Land Model LM4.1 development and testing were guided by extensive analyses of global databases and of more than 30 years of continued study and monitoring at Barro Colorado Island (BCI), Panama.



Research Highlight

The scientific consensus about the future of tropical forests remains unsettled. One body of literature, rooted in field observations and ecological theory, predicts that the Amazon rainforest will cross a tipping point in a few decades. As climate change brings more frequent extremes such as droughts and fires, increases in tree mortality and arrested recovery may trigger a rapid transition to grass-dominated savanna ecosystems. On the other hand, modeling studies based on Earth System Models (ESMs) come to the opposite conclusion, and consistently predict that tropical forests will thrive through the century.

To reconcile these opposite views, researchers in the Pacala group working in collaboration with climate modelers from NOAA’s Geophysical Fluid Dynamics Laboratory (GFDL), have developed an ESM with realistic fire, height-structured competition and subgrid-scale heterogeneity. Such an approach enables the model to simulate the successional mosaic in ecological models of savannas, coupled to largescale, climate-vegetation interactions.
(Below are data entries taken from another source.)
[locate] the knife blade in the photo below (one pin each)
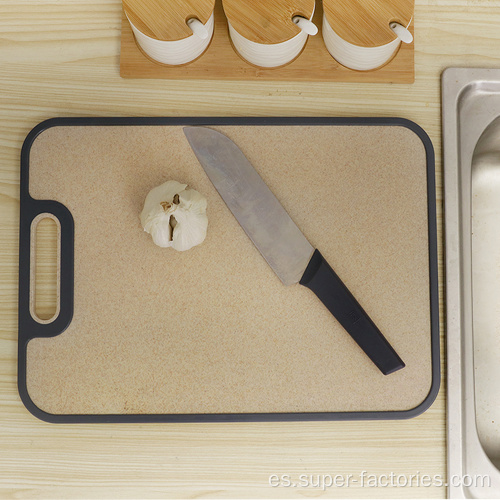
(282, 243)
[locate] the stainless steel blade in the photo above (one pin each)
(253, 204)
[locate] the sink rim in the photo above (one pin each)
(465, 454)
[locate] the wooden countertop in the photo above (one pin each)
(61, 59)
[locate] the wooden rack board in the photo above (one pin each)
(212, 333)
(221, 62)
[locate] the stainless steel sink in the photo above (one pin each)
(471, 134)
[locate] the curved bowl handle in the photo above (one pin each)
(305, 25)
(401, 32)
(198, 28)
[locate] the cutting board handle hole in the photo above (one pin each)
(45, 268)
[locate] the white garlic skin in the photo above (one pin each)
(187, 208)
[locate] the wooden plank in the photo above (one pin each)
(221, 62)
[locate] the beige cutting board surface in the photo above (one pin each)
(213, 329)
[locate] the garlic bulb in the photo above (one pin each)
(175, 216)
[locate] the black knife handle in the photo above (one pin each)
(324, 282)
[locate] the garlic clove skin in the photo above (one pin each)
(175, 216)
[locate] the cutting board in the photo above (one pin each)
(150, 334)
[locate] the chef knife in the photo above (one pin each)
(281, 242)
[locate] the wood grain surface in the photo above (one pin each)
(221, 62)
(61, 59)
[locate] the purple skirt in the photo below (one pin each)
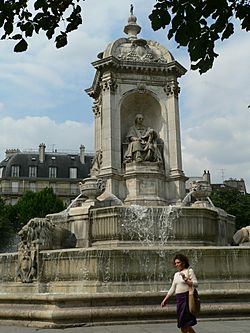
(184, 317)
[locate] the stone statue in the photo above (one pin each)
(96, 164)
(49, 235)
(242, 235)
(39, 234)
(142, 143)
(27, 262)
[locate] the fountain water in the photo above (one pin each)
(122, 261)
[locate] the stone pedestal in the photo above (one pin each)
(144, 184)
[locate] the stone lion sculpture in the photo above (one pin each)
(39, 234)
(242, 235)
(49, 235)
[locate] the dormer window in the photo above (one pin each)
(32, 171)
(15, 170)
(72, 173)
(1, 172)
(52, 172)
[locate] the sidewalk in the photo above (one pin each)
(203, 326)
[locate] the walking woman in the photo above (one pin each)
(184, 278)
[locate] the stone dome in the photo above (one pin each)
(136, 49)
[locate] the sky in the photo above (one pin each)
(43, 98)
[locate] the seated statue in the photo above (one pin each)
(142, 143)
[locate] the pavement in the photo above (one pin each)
(203, 326)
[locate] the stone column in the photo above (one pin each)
(176, 174)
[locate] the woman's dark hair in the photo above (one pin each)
(183, 259)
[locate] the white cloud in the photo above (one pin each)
(215, 117)
(29, 132)
(42, 96)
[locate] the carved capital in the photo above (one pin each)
(109, 85)
(141, 88)
(97, 107)
(172, 88)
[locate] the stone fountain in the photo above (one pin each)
(113, 259)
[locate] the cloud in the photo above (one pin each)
(29, 132)
(42, 96)
(215, 117)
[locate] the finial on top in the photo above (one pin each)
(131, 9)
(132, 28)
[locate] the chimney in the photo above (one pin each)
(206, 176)
(82, 154)
(42, 152)
(11, 152)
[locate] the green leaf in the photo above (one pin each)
(8, 27)
(181, 35)
(228, 31)
(21, 46)
(61, 40)
(17, 36)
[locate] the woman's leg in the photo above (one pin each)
(187, 329)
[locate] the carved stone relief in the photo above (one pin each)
(139, 50)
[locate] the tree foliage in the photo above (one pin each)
(198, 24)
(21, 19)
(36, 205)
(30, 205)
(194, 24)
(233, 202)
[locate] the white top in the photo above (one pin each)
(179, 285)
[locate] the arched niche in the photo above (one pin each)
(144, 103)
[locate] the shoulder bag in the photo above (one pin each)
(194, 303)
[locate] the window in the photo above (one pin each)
(15, 170)
(32, 171)
(33, 187)
(1, 172)
(52, 172)
(74, 189)
(14, 187)
(73, 173)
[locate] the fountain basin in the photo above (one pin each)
(94, 285)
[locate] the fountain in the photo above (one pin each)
(132, 215)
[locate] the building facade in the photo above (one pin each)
(33, 171)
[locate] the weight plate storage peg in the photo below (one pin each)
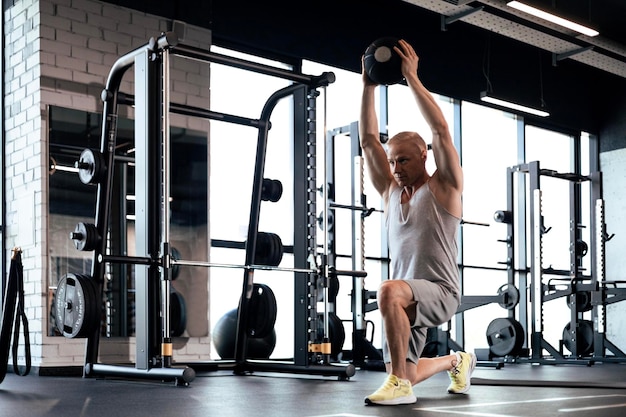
(510, 296)
(583, 339)
(91, 167)
(76, 306)
(85, 237)
(505, 337)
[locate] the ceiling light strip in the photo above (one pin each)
(484, 96)
(552, 18)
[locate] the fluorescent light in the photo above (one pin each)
(484, 96)
(553, 18)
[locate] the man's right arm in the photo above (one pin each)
(369, 135)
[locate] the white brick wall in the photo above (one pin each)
(60, 52)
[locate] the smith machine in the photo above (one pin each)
(364, 354)
(79, 297)
(519, 337)
(587, 293)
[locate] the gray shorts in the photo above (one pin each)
(434, 305)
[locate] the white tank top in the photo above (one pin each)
(422, 239)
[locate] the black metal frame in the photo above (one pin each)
(594, 283)
(153, 261)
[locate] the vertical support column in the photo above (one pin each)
(536, 274)
(147, 206)
(305, 222)
(358, 229)
(598, 311)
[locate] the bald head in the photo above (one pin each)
(408, 139)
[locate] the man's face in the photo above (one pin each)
(407, 162)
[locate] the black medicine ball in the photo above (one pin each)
(382, 64)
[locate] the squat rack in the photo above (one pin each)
(153, 261)
(594, 283)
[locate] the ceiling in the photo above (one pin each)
(580, 80)
(606, 51)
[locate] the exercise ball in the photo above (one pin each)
(382, 64)
(225, 334)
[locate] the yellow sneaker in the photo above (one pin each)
(394, 391)
(460, 376)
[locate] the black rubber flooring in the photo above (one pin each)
(513, 390)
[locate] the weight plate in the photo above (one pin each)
(178, 314)
(90, 167)
(510, 296)
(175, 269)
(85, 237)
(262, 311)
(505, 337)
(582, 300)
(583, 338)
(336, 333)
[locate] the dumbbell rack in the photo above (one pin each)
(577, 282)
(153, 262)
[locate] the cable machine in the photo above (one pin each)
(154, 262)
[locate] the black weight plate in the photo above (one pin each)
(262, 249)
(582, 300)
(278, 250)
(505, 337)
(262, 311)
(584, 338)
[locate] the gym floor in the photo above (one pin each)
(512, 390)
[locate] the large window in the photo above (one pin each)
(490, 140)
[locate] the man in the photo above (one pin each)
(422, 214)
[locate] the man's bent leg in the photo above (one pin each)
(393, 299)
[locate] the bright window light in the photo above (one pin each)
(553, 18)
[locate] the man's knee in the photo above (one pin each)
(394, 291)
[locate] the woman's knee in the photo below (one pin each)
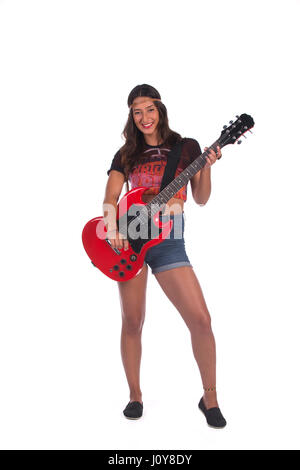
(200, 320)
(133, 323)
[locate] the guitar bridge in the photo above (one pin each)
(115, 249)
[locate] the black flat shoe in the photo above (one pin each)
(213, 416)
(134, 410)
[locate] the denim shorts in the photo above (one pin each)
(170, 253)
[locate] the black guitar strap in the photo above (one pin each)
(171, 166)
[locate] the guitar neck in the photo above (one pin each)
(181, 180)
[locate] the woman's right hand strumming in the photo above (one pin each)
(117, 239)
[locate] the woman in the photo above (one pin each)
(142, 160)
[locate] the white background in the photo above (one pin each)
(67, 68)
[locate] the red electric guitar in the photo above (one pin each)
(134, 214)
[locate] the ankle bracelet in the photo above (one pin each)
(211, 389)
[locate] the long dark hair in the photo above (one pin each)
(134, 138)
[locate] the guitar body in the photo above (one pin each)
(120, 264)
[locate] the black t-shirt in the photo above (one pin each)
(149, 169)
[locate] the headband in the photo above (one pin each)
(153, 99)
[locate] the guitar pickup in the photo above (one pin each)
(115, 249)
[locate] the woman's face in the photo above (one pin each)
(145, 115)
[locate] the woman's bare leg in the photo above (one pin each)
(133, 307)
(183, 289)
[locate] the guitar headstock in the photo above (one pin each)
(231, 134)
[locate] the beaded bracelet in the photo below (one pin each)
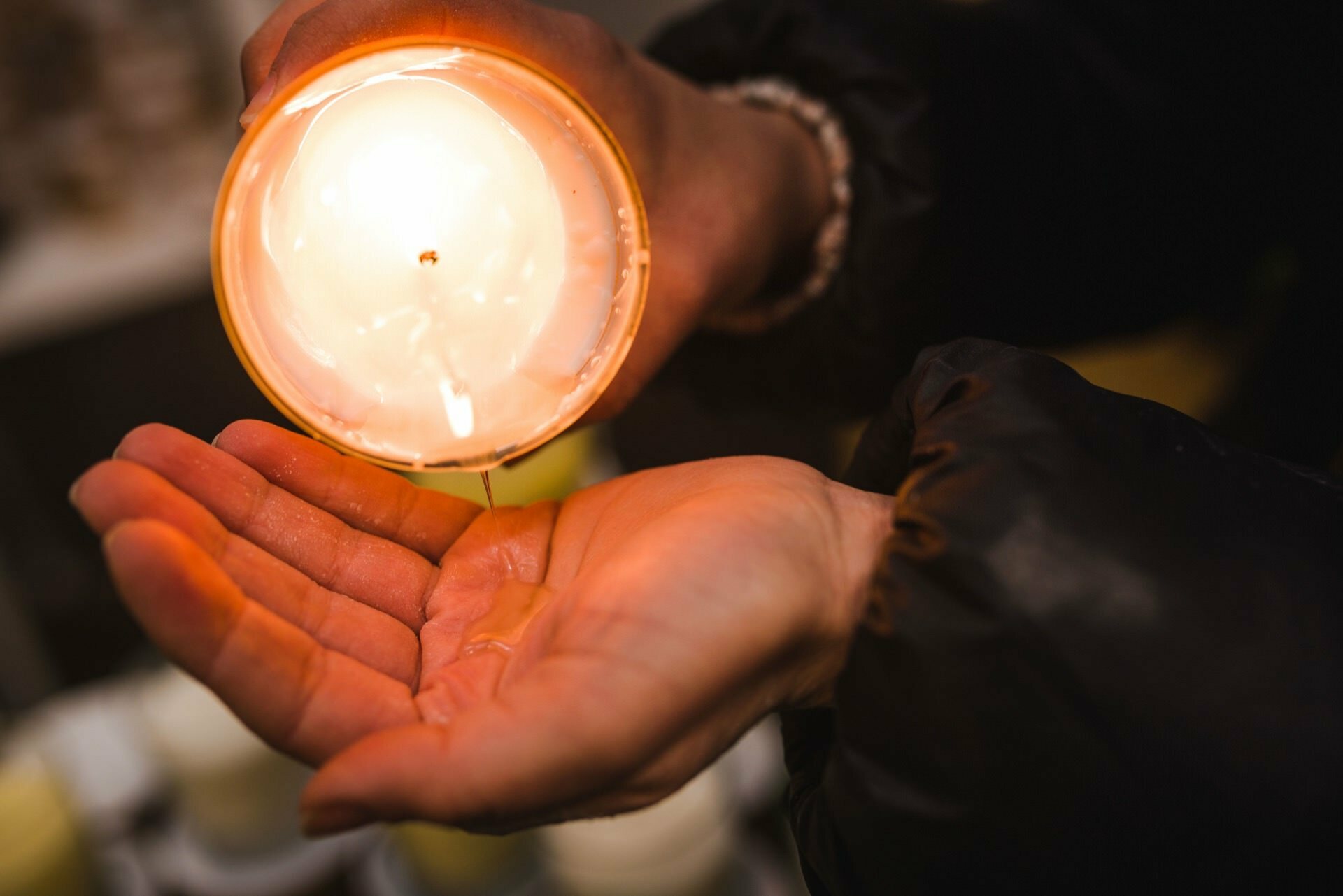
(832, 238)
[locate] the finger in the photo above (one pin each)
(369, 570)
(261, 49)
(118, 490)
(543, 744)
(294, 693)
(364, 496)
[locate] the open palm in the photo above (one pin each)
(563, 660)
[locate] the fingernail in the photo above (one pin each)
(260, 100)
(321, 821)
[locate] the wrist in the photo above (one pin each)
(738, 194)
(852, 550)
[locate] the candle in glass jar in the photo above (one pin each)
(430, 255)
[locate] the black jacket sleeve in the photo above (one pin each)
(1036, 171)
(1104, 653)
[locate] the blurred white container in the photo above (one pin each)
(236, 833)
(42, 852)
(685, 845)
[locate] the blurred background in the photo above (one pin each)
(122, 777)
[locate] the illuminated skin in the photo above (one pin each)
(325, 602)
(688, 150)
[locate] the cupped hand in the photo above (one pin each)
(731, 191)
(381, 630)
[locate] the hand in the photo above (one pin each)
(332, 606)
(731, 191)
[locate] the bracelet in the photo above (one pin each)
(832, 238)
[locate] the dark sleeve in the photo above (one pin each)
(1104, 653)
(1036, 171)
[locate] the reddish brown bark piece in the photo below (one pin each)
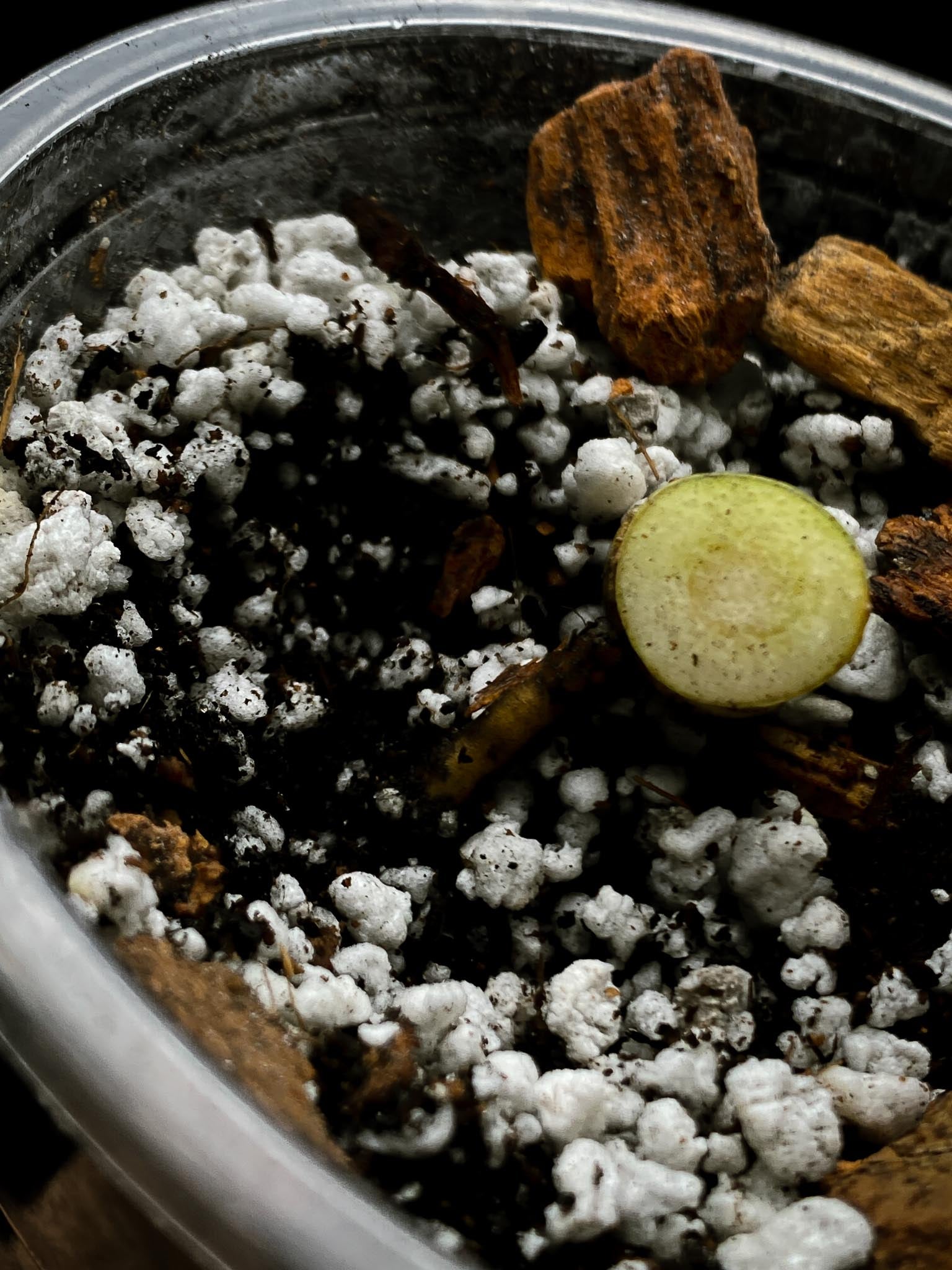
(917, 580)
(907, 1193)
(179, 864)
(530, 700)
(641, 198)
(858, 321)
(474, 553)
(829, 778)
(215, 1008)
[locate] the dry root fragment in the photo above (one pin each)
(474, 553)
(527, 700)
(917, 582)
(389, 1070)
(19, 358)
(400, 254)
(858, 321)
(641, 198)
(215, 1006)
(829, 779)
(179, 864)
(907, 1193)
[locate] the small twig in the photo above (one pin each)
(289, 972)
(24, 584)
(402, 257)
(19, 1235)
(637, 438)
(656, 789)
(11, 395)
(224, 345)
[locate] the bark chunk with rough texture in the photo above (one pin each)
(915, 584)
(641, 198)
(861, 322)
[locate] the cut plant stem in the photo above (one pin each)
(738, 592)
(516, 708)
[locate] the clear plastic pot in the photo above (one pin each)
(278, 107)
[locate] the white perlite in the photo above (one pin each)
(813, 1235)
(588, 904)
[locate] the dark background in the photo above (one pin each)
(904, 37)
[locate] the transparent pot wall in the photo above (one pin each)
(438, 126)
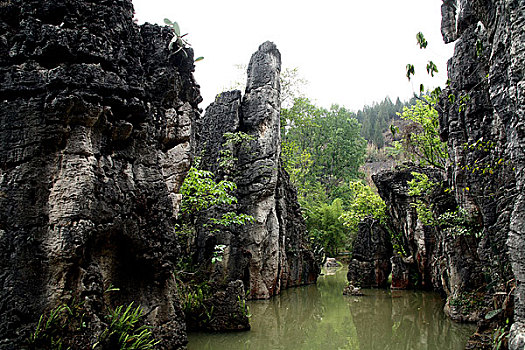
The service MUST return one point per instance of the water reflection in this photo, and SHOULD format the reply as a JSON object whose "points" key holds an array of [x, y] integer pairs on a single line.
{"points": [[320, 317]]}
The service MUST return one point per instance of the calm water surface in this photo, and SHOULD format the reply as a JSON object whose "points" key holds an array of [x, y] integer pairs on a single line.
{"points": [[320, 317]]}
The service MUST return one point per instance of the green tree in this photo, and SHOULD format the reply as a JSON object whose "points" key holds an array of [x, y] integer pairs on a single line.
{"points": [[326, 227], [421, 139], [364, 203]]}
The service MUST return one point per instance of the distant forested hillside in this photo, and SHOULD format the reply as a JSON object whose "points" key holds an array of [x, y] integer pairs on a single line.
{"points": [[377, 118]]}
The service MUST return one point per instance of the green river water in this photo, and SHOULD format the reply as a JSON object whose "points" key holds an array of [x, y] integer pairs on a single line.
{"points": [[320, 317]]}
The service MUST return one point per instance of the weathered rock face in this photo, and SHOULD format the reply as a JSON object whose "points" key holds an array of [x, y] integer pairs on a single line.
{"points": [[429, 257], [488, 65], [372, 250], [271, 253], [96, 136]]}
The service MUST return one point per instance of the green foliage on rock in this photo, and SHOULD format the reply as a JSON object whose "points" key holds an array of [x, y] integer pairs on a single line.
{"points": [[200, 192], [66, 326], [421, 141], [365, 203], [322, 144], [326, 226]]}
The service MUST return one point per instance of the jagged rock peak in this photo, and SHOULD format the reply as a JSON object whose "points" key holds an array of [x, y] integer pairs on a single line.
{"points": [[271, 253], [96, 137]]}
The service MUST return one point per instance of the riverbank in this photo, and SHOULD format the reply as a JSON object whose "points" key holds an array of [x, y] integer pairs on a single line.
{"points": [[319, 316]]}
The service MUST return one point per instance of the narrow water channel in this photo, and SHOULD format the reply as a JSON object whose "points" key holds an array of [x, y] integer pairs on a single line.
{"points": [[320, 317]]}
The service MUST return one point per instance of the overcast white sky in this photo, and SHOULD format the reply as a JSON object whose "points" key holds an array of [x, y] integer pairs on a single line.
{"points": [[351, 52]]}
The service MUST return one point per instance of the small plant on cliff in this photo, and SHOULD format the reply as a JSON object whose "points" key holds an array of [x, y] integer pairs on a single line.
{"points": [[125, 330], [178, 39], [65, 326], [56, 328], [227, 159]]}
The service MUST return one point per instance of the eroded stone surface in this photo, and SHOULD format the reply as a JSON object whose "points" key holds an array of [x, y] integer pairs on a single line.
{"points": [[493, 78], [95, 138], [272, 253]]}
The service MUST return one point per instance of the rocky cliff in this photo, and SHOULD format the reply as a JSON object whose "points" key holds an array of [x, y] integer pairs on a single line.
{"points": [[96, 136], [482, 119], [271, 253], [371, 253]]}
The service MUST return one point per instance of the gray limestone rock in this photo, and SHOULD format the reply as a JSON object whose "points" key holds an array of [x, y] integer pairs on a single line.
{"points": [[96, 137], [495, 112], [272, 253]]}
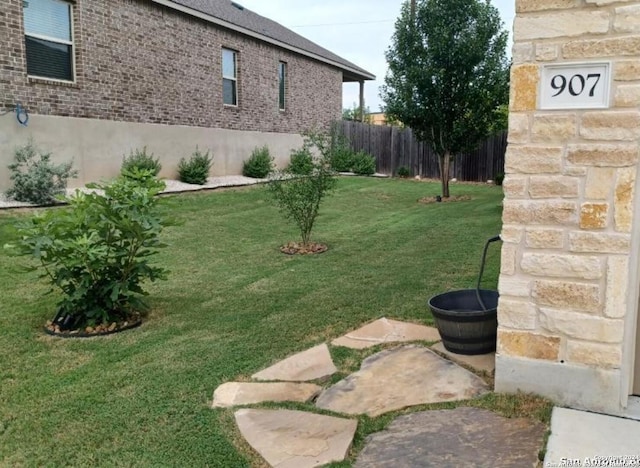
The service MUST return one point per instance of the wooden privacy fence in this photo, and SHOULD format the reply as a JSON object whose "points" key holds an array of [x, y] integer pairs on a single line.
{"points": [[395, 147]]}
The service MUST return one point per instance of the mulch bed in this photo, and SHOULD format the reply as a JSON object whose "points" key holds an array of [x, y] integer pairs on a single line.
{"points": [[298, 248], [99, 330], [427, 200]]}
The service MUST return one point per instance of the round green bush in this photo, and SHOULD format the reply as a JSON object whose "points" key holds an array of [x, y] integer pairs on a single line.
{"points": [[196, 169], [140, 160], [301, 162], [363, 164]]}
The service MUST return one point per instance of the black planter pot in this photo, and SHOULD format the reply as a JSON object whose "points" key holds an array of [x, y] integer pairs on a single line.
{"points": [[466, 327]]}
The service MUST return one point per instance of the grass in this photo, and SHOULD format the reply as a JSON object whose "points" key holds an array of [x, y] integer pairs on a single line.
{"points": [[232, 306]]}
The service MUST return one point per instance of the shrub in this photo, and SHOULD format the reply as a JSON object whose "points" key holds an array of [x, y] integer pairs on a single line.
{"points": [[97, 251], [403, 172], [259, 165], [139, 159], [196, 169], [35, 178], [301, 162], [299, 198], [363, 163]]}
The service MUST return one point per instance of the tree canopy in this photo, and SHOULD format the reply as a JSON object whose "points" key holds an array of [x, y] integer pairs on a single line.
{"points": [[448, 75]]}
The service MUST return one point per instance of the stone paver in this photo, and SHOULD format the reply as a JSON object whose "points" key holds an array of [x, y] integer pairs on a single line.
{"points": [[581, 435], [311, 364], [296, 439], [469, 437], [246, 393], [386, 331], [479, 362], [401, 377]]}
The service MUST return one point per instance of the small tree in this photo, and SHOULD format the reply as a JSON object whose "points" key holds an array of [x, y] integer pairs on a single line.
{"points": [[97, 252], [448, 75], [299, 197]]}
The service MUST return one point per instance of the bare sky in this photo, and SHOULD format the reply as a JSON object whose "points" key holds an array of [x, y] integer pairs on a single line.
{"points": [[357, 30]]}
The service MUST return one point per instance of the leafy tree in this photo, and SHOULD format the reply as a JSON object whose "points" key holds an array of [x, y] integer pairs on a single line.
{"points": [[448, 75]]}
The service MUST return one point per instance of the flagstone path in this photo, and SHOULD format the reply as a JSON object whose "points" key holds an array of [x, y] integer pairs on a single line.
{"points": [[387, 381]]}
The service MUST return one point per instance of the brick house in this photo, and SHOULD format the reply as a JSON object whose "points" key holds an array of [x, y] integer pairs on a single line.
{"points": [[99, 79]]}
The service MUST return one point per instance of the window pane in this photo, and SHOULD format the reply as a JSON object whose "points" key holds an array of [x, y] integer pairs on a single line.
{"points": [[228, 63], [49, 59], [282, 75], [50, 18], [229, 92]]}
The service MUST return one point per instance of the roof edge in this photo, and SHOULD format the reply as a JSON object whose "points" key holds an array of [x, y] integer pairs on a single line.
{"points": [[255, 35]]}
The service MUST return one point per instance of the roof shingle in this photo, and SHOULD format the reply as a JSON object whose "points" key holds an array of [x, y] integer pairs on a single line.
{"points": [[231, 12]]}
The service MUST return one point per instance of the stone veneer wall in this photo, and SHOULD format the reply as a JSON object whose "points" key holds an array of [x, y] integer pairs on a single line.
{"points": [[567, 312]]}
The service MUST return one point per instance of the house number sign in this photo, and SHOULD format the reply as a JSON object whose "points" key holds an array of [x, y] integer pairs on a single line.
{"points": [[575, 86]]}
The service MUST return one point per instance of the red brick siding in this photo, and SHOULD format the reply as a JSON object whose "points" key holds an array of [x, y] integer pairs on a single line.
{"points": [[141, 62]]}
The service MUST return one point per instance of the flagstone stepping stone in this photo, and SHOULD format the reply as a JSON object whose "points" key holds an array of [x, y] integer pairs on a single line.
{"points": [[401, 377], [296, 439], [311, 364], [453, 438], [386, 331], [479, 362], [246, 393]]}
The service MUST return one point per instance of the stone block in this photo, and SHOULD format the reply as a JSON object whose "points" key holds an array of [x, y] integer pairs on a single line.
{"points": [[540, 212], [508, 259], [618, 126], [599, 242], [574, 171], [553, 127], [605, 2], [525, 6], [514, 186], [627, 96], [518, 128], [518, 315], [594, 215], [562, 265], [524, 87], [522, 52], [514, 286], [626, 70], [547, 52], [544, 238], [512, 234], [565, 24], [584, 297], [529, 345], [600, 48], [598, 185], [627, 19], [623, 199], [617, 284], [553, 187], [599, 155], [581, 326], [602, 356], [533, 159]]}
Simulation experiments with GFDL-ESM4 project that, under the extreme emission scenario SSP5-8.5, Amazon forests may begin to convert to savanna before mid-century as a consequence of increased forest fires. Projected fires resemble contemporary responses to dry conditions associated with El Niño Southern Oscillation and the Atlantic Multidecadal Oscillation, exacerbated by an overall decline in precipitation. Following the initial disturbance, grassland dominance promotes recurrent fires and competitive exclusion, which lead to an arrested successional state that prevents forest recovery and impairs the tropical carbon sink.

The effort of CMI and NOAA-GFDL researchers provides a unique tool to understanding the interaction of forest management with the dynamics of disturbance and successional recovery in forest ecosystems. Climate-induced tree mortality due to fires emerges as a potential key driver of forest damage during this century, prompting the inclusion of fire disturbances and height-structured competition in other ESMs. The team continues working to improve the ability of ESMs to assess the impact of meteorological extremes on global forests and the potential onset of abrupt transitions in land ecosystems.

Figure 11.1.
Emergence of alternative states and hysteresis in the structure of tropical vegetation along a gradient of water availability. The schematic highlights key mechanisms implemented in the dynamic land model LM4.1 embedded in ESM4.1. Low precipitation regimes favor the dominance of grasslands and savannas where seasonal fuel accumulation promotes recurrent fires that keep a state of arrested succession. At the other extreme, high precipitation regimes converge toward a high tree cover state where the closed tree canopy inhibits grasses, reduces evaporative water loss and increases transpiration to enhance moisture recycling at regional scales. Fire and humidity feedback mechanisms reinforce the resilience of each state and result in their coexistence at intermediate precipitation levels, where the dominant formation becomes contingent to past conditions. After a string of wet years, trees may be able to displace grasses, form a closed canopy and reach a new alternative equilibrium. As conditions become drier, a closed forest canopy resiliently keeps humidity and prevents its own collapse until disturbances like fires prompt an abrupt transition to the low cover state.